CodePudding user response:
Haven't you try it to add an if statement to check the length of the input text before calling the detect() function. If the length of the input text is less than 3 characters, you can assign the value "UNKNOWN" to the language column for that row ?
I would comment on this, but I am not allowed to comment yet.
CodePudding user response:
langdetect
throws an error if it doesn't see any letters in its input.

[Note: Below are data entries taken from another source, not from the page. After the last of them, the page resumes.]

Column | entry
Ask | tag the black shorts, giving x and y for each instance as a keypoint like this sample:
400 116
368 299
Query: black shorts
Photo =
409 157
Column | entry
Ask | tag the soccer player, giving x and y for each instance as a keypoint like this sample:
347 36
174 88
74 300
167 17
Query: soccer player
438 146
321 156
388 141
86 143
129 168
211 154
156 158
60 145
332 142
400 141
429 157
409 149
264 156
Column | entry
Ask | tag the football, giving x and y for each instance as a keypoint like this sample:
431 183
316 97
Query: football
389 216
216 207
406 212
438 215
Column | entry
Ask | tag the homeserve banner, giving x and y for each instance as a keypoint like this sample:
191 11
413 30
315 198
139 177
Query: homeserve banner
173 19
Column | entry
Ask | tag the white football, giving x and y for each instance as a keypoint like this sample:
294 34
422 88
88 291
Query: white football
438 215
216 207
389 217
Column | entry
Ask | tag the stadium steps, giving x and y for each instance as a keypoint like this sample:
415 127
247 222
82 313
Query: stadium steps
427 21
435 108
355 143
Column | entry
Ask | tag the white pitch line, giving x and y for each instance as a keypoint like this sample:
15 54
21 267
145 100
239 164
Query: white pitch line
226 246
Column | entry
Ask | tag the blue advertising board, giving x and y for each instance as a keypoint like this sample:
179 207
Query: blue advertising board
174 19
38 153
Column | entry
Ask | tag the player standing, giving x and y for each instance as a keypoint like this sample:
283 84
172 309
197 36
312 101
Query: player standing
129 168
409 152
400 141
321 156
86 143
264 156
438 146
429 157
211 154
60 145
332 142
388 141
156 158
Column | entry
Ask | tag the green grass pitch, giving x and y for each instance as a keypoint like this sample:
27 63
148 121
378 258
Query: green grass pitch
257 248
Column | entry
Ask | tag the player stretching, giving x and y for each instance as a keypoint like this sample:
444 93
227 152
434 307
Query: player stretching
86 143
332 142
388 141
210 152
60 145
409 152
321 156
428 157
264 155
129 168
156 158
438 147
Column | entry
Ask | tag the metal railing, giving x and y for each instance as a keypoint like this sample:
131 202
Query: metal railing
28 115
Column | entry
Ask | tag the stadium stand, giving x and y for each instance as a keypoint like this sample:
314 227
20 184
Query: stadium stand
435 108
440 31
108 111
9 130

Use custom function to catch that specific error:
from langdetect import detect, lang_detect_exception
df = pd.DataFrame({
'user': ['Id159', 'Id758', 'Id146', 'Id477', 'Id212', 'Id999'],
'comment' : ["I inboxed you", '123', 123, 'je suis fatigué', "j'aime", 'ما نوع الجهاز بالضبط']
})
def check_lang(val):
try:
lang = detect(str(val))
except lang_detect_exception.LangDetectException:
lang = 'UNKNOWN'
return lang
df['language'] = df['comment'].apply(lambda x: check_lang(x))
print(df)
The output:
user comment language
0 Id159 I inboxed you en
1 Id758 123 UNKNOWN
2 Id146 123 UNKNOWN
3 Id477 je suis fatigué fr
4 Id212 j'aime fi
5 Id999 ما نوع الجهاز بالضبط ar
CodePudding user response:
It would be better if you clarify all exception cases you want to set as UNKNOWN
.
Anyway, I assume you want to set non-string and numeric into UNKNOWN
.
Then,
df["language"] = [
detect(x) if isinstance(x, str) and not x.isnumeric() else "UNKNOWN"
for x in df["comment"]
]
EDIT:
Or for more general approach (though not really recommended) you can just use exception handling
def f(x):
try:
return detect(x)
except:
return "UNKNOWN"
df["language"] = [f(x) for x in df["comment"]]